Enviado el martes, 25 de marzo de 2008 18:12

Los primeros en hacerse eco de la tendencia de aquellas pocas familias que decidían no educar a sus hij@s en las escuelas dentro del Estado español fueron, en la década de los noventa, los medios de comunicación. Periódicos de gran tirada, como El País o El Mundo, se lanzaron a la publicación de reportajes con tintes sensacionalistas donde las familias contaban sus propias experiencias. Salían a la luz pública los primeros casos de padres y madres que voluntariamente no llevaban a sus hij@s a la escuela. Si bien, para entonces, en una situación de semiclandestinidad, algunos grupos organizados ya habían conseguido editar los  primeros boletines de la revista Crecer sin Escuela desde Alicante.


      

Un buen ejemplo de esos reportajes pioneros fue el realizado por César Díaz titulado Objetores del “cole” en Mayo de 1991 y publicado en El País. En este trabajo se recogían algunos testimonios de quienes empezaban a experimentar con este tipo de educación y que se inspiraban en la experiencia estadounidense y en los trabajos de John Holt. Karen, norteamericana residente en España, declaraba para el diario: “La libertad de pensamiento debe incluir la libertad de aprendizaje".

En esos mismos años los datos existentes hablaban de alrededor de 40 familias españolas que participaban de la educación en casa en una situación de semiclandestinidad. Situación muy parecida a la de aquellas familias pioneras en los EEUU de los años setenta. Sin embargo, estas cifras resultaban muy poco significativas en comparación con la situación que se vivía en otros países europeos donde existía un movimiento pedagógico no sólo sostenido por un gran número de practicantes, sino que también fundamentado en un marco legal explícito, como ocurría en Escocia o Irlanda del Norte a partir de las leyes de 1980 y 1986.


Con todo, resulta interesante realizar un paralelismo entre la situación en la que se encontraba las práctica del Homeschooling en los años noventa dentro del contexto español y las leyes que se fueron aprobando con el fin de regular la enseñanza obligatoria.

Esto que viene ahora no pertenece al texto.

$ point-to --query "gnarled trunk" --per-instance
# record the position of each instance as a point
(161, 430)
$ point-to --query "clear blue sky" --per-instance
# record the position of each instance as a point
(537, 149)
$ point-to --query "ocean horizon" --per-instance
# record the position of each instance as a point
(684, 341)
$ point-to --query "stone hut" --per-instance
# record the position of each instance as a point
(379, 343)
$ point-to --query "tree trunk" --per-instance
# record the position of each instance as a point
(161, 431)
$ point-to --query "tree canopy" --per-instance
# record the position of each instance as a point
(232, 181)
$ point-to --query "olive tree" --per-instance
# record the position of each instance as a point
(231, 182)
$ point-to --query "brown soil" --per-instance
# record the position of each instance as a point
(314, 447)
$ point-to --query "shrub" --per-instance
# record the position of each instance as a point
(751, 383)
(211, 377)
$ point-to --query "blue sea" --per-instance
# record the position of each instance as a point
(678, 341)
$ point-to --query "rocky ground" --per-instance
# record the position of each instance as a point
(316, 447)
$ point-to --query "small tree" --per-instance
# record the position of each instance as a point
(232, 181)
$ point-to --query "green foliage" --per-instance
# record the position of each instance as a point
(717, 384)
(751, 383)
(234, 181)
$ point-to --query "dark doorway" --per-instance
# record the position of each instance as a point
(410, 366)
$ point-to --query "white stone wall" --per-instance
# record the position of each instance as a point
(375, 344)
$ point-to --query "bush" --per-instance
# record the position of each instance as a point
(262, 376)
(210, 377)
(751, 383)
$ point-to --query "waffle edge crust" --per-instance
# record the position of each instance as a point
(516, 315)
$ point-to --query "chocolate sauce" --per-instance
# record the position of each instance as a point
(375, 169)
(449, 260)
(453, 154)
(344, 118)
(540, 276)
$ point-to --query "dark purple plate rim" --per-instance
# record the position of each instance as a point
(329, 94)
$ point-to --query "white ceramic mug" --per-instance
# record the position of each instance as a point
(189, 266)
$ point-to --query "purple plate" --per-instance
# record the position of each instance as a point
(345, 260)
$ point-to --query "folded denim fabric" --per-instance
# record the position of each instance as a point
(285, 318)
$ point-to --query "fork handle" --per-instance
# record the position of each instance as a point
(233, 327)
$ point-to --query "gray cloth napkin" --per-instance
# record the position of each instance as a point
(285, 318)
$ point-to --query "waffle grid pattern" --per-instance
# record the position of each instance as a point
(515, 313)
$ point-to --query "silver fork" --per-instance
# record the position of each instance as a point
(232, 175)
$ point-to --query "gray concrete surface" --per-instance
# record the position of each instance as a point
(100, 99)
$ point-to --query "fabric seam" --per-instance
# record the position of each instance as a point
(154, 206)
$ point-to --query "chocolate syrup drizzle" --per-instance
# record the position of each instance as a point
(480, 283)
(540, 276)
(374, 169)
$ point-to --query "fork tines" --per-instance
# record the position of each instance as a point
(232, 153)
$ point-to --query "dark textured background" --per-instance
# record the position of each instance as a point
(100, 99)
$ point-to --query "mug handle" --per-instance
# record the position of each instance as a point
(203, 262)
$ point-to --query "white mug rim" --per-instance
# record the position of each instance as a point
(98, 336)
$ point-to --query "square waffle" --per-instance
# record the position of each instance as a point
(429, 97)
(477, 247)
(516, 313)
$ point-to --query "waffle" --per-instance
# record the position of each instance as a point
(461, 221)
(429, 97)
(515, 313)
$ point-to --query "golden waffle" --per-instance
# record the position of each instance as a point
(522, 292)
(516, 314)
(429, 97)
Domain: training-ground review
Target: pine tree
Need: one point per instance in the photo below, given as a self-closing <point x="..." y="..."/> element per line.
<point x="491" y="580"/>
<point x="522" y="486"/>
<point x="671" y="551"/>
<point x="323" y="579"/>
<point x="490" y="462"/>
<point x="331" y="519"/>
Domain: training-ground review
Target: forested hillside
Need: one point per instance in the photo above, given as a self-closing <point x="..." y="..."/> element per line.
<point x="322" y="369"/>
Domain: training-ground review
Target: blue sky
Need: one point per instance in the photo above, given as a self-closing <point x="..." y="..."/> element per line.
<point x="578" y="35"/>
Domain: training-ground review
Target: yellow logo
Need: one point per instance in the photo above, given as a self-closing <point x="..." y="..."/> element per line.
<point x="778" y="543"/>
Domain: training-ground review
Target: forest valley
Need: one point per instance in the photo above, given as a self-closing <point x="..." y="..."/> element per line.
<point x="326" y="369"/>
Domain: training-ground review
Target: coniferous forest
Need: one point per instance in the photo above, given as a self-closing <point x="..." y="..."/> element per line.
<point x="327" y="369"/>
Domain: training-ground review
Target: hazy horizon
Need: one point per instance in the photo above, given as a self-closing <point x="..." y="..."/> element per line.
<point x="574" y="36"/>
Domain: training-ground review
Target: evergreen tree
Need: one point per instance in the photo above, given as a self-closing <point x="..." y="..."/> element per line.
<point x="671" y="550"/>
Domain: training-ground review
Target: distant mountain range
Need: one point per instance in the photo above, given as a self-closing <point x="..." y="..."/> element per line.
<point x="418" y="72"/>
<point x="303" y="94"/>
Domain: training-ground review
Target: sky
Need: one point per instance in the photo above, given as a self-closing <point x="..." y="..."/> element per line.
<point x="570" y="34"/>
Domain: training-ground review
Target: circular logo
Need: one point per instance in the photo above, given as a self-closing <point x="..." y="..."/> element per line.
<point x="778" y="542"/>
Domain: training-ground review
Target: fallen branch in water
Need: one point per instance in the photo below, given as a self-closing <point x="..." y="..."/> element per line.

Justo cuando la LOGSE terminaba por imponerse en los centros educativos y extendía la obligatoriedad de la educación hasta los 16 años, en el Estado español comenzaba a configurarse la estructura básica organizativa de aquellas familias que decidían no servirse de las instituciones escolares para la educación de sus hijos.

Quizá entonces el Catedrático Rafael Navarro Valls no estaba muy desencaminado cuando ya en 1999 en su artículo La educación en casa publicado en el diario El Mundo señalaba que “el establecimiento de la enseñanza obligatoria hasta los 16 años ha planteado en algunos sectores esta pregunta: ¿Puede limitar el estado la libertad de elegir el tipo de educación que los padres desean para sus hijos, incluida la libertad de decidir escolarizarlos en casa?”

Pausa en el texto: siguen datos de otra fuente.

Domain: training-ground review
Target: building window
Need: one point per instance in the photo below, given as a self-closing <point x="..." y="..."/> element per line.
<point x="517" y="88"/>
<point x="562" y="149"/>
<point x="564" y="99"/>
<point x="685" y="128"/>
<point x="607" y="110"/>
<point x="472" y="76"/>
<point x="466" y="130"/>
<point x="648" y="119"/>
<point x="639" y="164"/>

Y ciertamente la pregunta aún posee un peso significativo dentro del débil sustento legal que regula hoy el derecho a la educación en España. Baste observar como en la Constitución española, en su artículo 27.4, se dice que: “la enseñanza básica es obligatoria y gratuita”. Lo cual deja en un limbo legal a quienes plantean la posibilidad de educar a sus hijos al margen de la escuela, ya que generalmente se tiende a pensar que se trata de una práctica ilegal. Cuando en realidad, en la mayoría de los casos, los padres que han sido denunciados por desatender a menores, han salido indemnes de estas acusaciones. El argumento que esgrimen es que se puede garantizar una educación básica sin asistir a la escuela

 En un reportaje recientemente publicado el año pasado en el suplemento dominical del periódico El Mundo con el título Crecer bien sin ir al colegio, en enero de 2007, se señala que: “en nuestro país es obligatorio educar a los hijos, pero no llevarles al colegio. Tanto en la Constitución como en la Declaración de los Derechos Humanos reconocen la enseñanza básica como obligatoria, así como el derecho de los padres a elegir el tipo de educación que desean para sus hijos”

Para completar información:

El Homeschooling en España. (Cap. II: sus orígenes... en los EE.UU)

El Homeschooling en España. (Cap. III: el camino recorrido)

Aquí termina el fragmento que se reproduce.